Since Netflix, Inc. NFLX announced it will increase prices on its U.S. members for the first time since 2015, investors have legitimate reasons to be concerned that subscriber losses could outweigh any revenue benefit. But these concerns may be overblown, at least according to Bernstein's Todd Juenger.
Juenger maintains an Outperform rating on Netflix's stock with a price target boosted from $203 to $230 amid a view that the recent price increase will result in only a "slight decrease" in subscriber growth, but as a whole the price increase boosts Netflix's valuation.
Stronger Than Ever
Netflix's price power remains as strong today as it ever has, the analyst explained. Since 2014, the price of a standard U.S. membership has increased at a 10 percent compounded annual growth rate (CAGR) for new subscribers. During the same time period, Netflix managed to grow its subscriber base at a larger 12 percent CAGR rate from 34 million to 50 million.

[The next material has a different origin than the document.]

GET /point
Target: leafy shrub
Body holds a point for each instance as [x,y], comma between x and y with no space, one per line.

There are nevertheless a few cons from the price increase, Juenger added. Perhaps most notably, Netflix may have opened the door for competitive services to undercut on price. After all, Netflix has kept its prices "so low" for such a long time period it's difficult for a competitor to offer a cheaper price, but this is exactly what has happened as Hulu announced a price decrease from $7.99 to $5.99 for new subscribers.
The pros, particularly an increase in Netflix's stock valuation, outweigh the cons and investors should have confidence that Netflix's price increase "demonstrates confidence in sub trajectory."